Laura Dzubay: Poetry Playlist on Love in the Time of February
I’m sorry to add to the deluge of Valentine’s Day-branded stuff being thrown around this week, but let’s face it: This is a literature column. I write poetry playlists. Love is one of the top forces out there that makes people really turn out for poetry, so I kind of had to.
Also, I love love and I love poetry, so I extra had to.
I tried to pick poems that explore love in a variety of ways, and I also tried to steer clear of some of the ultra-classics (“Shall I compare thee to a summer’s day,” etc.). The result is a selection of poems you could theoretically read aloud to your beloved, or slip into a box of chocolates, or secretly leave in somebody’s mailbox, or frost onto a cake. Or if those don’t sound like fun adventures, you could also just copy-and-paste them into an email. It’s up to you!
This winter break, I read a bilingual edition of The Captain’s Verses, or Los versos del capitán, a collection of love poems that Pablo Neruda wrote while he was in exile. I had never had a favorite poet before this, but I do now. The poems in that book were the kind of beautiful that makes you want to hold the book delicately, and turn the pages quietly, and reread them over and over again in both languages. “La rama robada” was my favorite one.
“Flirtation,” by Rita Dove
This poem is a perfect snapshot of what it’s like to start feeling like you like somebody — like a soaring in your heart right before you get to the top of a rollercoaster. Dove’s imagery (“Outside the sun / has rolled up her rugs / and night strewn salt / across the sky”) is gentle-handed and finely rendered. By the time she reaches the absolutely perfect ending comparison of the moment to a topiary (“so the pleasure’s in / walking through”), you don’t even need to fall in love with anything other than the poem itself.
“I loved you first: but afterwards your love,” by Christina Rossetti
I don’t think Christina Rossetti gets enough love. “I loved you first: but afterwards your love” is a brilliant example of her intimate control over language — showcasing the economy of her words, her impeccable meter and the intricate ways in which she’s able to pack complex emotions into condensed, beautiful phrases.
“Poem for My Love,” by June Jordan
“Poem for My Love” is short, genuine and tender. Jordan focuses on the feeling of wondering how you’ve come to be somewhere, with someone, and how something that feels so possible has come to be that way. In doing so, she manages to capture a sense of amazement that love can announce itself so simply.
“Love,” by Tina Chang
With a subject like love, it was hard not to include at least a little conflict on this list. Chang’s “Love” might be one poem listed here that you may not want to ice onto a cake after all, as I’d previously suggested. But even though it has a somewhat darker tone, it also explores some of the important complications of love, not to mention it contains some grand images and a true undercurrent, I think, of hope.
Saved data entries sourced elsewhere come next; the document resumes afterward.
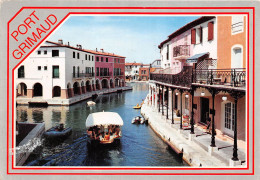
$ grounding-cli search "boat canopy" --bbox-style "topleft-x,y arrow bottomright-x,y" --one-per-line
85,112 -> 124,128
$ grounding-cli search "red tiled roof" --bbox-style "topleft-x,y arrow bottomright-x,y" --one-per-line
158,16 -> 215,49
125,62 -> 143,66
44,41 -> 125,58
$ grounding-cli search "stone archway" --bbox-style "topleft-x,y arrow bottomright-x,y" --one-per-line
33,83 -> 43,97
115,78 -> 119,87
110,79 -> 114,88
17,83 -> 27,97
96,79 -> 101,90
81,81 -> 85,94
101,79 -> 109,89
73,82 -> 80,95
86,80 -> 92,92
53,86 -> 61,97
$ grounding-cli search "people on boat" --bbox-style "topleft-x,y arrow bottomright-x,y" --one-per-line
87,124 -> 121,142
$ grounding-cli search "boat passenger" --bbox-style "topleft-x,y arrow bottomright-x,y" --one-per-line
104,132 -> 110,141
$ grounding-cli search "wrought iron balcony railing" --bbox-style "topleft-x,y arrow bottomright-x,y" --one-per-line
150,66 -> 193,87
192,68 -> 246,87
114,72 -> 124,76
99,72 -> 112,77
150,67 -> 246,88
73,73 -> 94,78
173,45 -> 190,57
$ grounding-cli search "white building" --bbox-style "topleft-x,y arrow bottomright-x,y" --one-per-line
15,40 -> 96,104
125,62 -> 143,80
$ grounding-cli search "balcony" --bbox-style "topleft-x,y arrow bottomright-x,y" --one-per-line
173,45 -> 190,57
73,73 -> 94,78
192,68 -> 246,88
99,72 -> 112,77
114,72 -> 124,77
150,67 -> 246,89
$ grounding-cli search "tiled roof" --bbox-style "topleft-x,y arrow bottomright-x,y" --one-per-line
44,41 -> 125,58
125,62 -> 143,66
158,16 -> 215,49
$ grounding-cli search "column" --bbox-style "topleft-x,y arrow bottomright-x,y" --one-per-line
166,87 -> 169,119
162,86 -> 164,115
171,88 -> 174,124
210,90 -> 216,147
155,87 -> 158,109
158,86 -> 161,113
232,96 -> 239,161
190,89 -> 195,134
180,90 -> 183,129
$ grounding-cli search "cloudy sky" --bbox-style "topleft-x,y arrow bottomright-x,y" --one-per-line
48,16 -> 199,64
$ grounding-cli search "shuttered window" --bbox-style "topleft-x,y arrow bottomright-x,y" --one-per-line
208,21 -> 214,41
191,29 -> 196,44
200,27 -> 203,43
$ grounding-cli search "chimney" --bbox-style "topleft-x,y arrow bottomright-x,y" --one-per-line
67,42 -> 70,46
79,45 -> 82,49
96,48 -> 98,52
100,49 -> 104,53
58,39 -> 63,44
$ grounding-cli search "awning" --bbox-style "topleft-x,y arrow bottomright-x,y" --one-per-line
186,52 -> 209,63
85,112 -> 124,128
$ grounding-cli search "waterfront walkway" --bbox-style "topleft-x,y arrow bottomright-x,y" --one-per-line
17,86 -> 132,106
141,98 -> 246,167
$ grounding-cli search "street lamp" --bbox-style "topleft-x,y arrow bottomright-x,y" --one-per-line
201,91 -> 205,96
185,94 -> 189,98
222,96 -> 227,101
176,92 -> 179,95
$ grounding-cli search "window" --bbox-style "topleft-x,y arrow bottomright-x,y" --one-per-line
232,16 -> 244,34
89,55 -> 90,61
37,50 -> 41,55
208,21 -> 214,41
195,27 -> 202,44
44,50 -> 47,55
18,66 -> 24,78
96,57 -> 99,62
77,52 -> 80,59
96,67 -> 99,76
38,66 -> 41,70
44,66 -> 47,70
73,52 -> 75,58
166,44 -> 169,60
224,102 -> 235,131
118,59 -> 120,63
92,56 -> 94,61
52,66 -> 59,78
73,66 -> 76,77
191,28 -> 196,44
185,96 -> 189,110
52,50 -> 59,57
101,57 -> 103,62
85,54 -> 87,60
106,58 -> 108,62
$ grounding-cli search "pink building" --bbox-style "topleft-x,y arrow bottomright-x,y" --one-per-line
92,49 -> 125,90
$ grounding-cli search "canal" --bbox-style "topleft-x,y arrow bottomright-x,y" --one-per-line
17,82 -> 187,166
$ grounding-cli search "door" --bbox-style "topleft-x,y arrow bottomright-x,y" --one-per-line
231,47 -> 243,69
200,97 -> 209,124
224,102 -> 235,136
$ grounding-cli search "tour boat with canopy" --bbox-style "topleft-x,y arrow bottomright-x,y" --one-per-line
85,112 -> 123,145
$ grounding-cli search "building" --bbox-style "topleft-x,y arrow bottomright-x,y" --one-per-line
149,16 -> 246,166
125,62 -> 143,81
150,59 -> 161,68
16,40 -> 126,105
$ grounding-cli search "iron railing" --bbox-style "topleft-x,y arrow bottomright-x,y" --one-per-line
150,66 -> 193,87
151,67 -> 246,88
100,72 -> 112,77
73,73 -> 94,78
193,68 -> 246,87
173,45 -> 190,57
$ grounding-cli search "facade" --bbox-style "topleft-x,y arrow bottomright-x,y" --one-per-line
149,16 -> 246,165
139,67 -> 149,81
151,59 -> 161,68
125,62 -> 143,80
114,57 -> 126,87
16,40 -> 126,105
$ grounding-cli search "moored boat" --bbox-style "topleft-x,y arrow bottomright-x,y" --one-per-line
86,112 -> 123,145
44,124 -> 72,139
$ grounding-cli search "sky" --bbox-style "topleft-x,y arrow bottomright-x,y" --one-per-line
48,16 -> 199,64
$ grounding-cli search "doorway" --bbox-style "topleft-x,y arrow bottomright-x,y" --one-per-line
200,97 -> 209,124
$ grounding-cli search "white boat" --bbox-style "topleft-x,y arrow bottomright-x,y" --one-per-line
87,101 -> 96,106
86,112 -> 123,145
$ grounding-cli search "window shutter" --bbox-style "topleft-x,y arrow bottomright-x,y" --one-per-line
208,22 -> 214,41
200,27 -> 203,43
191,29 -> 196,44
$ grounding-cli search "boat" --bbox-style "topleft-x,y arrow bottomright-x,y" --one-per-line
87,101 -> 96,106
131,116 -> 144,124
133,103 -> 141,109
44,124 -> 72,139
86,112 -> 123,145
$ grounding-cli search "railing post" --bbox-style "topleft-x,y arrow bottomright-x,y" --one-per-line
171,88 -> 174,124
234,69 -> 237,87
180,89 -> 183,129
210,90 -> 216,147
210,69 -> 213,85
190,88 -> 195,134
232,96 -> 239,161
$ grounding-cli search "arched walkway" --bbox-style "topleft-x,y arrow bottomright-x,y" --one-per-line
110,79 -> 114,88
115,78 -> 119,87
33,83 -> 42,97
67,83 -> 72,98
101,79 -> 109,89
96,79 -> 100,90
86,80 -> 92,92
81,81 -> 85,94
17,83 -> 27,97
73,82 -> 80,95
53,86 -> 61,97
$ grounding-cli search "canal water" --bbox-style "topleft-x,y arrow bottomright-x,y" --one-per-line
17,82 -> 187,166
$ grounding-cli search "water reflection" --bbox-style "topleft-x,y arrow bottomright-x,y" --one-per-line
18,82 -> 187,166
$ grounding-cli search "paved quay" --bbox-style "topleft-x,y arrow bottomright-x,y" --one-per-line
141,98 -> 246,167
16,86 -> 132,106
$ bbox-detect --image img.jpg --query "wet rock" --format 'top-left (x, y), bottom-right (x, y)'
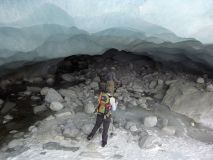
top-left (206, 84), bottom-right (213, 92)
top-left (82, 123), bottom-right (94, 135)
top-left (49, 102), bottom-right (64, 111)
top-left (84, 101), bottom-right (95, 114)
top-left (138, 135), bottom-right (161, 149)
top-left (43, 142), bottom-right (79, 152)
top-left (144, 116), bottom-right (158, 127)
top-left (196, 77), bottom-right (204, 84)
top-left (33, 104), bottom-right (48, 114)
top-left (8, 139), bottom-right (24, 149)
top-left (40, 87), bottom-right (49, 96)
top-left (1, 101), bottom-right (16, 114)
top-left (162, 126), bottom-right (176, 136)
top-left (45, 88), bottom-right (63, 103)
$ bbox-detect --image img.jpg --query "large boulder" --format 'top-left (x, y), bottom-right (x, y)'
top-left (45, 88), bottom-right (63, 103)
top-left (163, 80), bottom-right (213, 129)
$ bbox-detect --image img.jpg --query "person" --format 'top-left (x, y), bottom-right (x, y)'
top-left (87, 89), bottom-right (118, 147)
top-left (106, 67), bottom-right (120, 96)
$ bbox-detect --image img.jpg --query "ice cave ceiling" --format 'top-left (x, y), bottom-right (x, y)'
top-left (0, 0), bottom-right (213, 70)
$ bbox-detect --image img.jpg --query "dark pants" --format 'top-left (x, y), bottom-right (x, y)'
top-left (89, 114), bottom-right (111, 144)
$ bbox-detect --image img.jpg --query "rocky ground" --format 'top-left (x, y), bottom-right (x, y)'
top-left (0, 49), bottom-right (213, 159)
“The More Loving One,” by W. H. Auden
I’m closing off this list with one of the poems that I quote most often, both to my friends and to myself. The previous poems on this list have all been about love from the inside of a relationship, in some capacity, but “The More Loving One” is more about liking somebody from a distance. I know some people who aren’t looking forward to Valentine’s Day because they’re single, or they don’t think anyone else really likes them, etc., which is an understandable thing to be down about. I personally have unreciprocated crushes on people all of the time, and I know it can be kind of disappointing and frustrating and downright confusing.
But I also know “The More Loving One,” which includes at one point the following couplet: “If equal affection cannot be, / Let the more loving one be me.” I think about these lines all the time. This is why I think that even if you feel like people don’t appreciate you back this Valentine’s Day, loving other people or even just liking other people all by yourself is actually awesome. Always, every time, I would rather be the more loving one. Because how could anything add more love to one’s heart, even unreciprocated love, and not be something beautiful and good?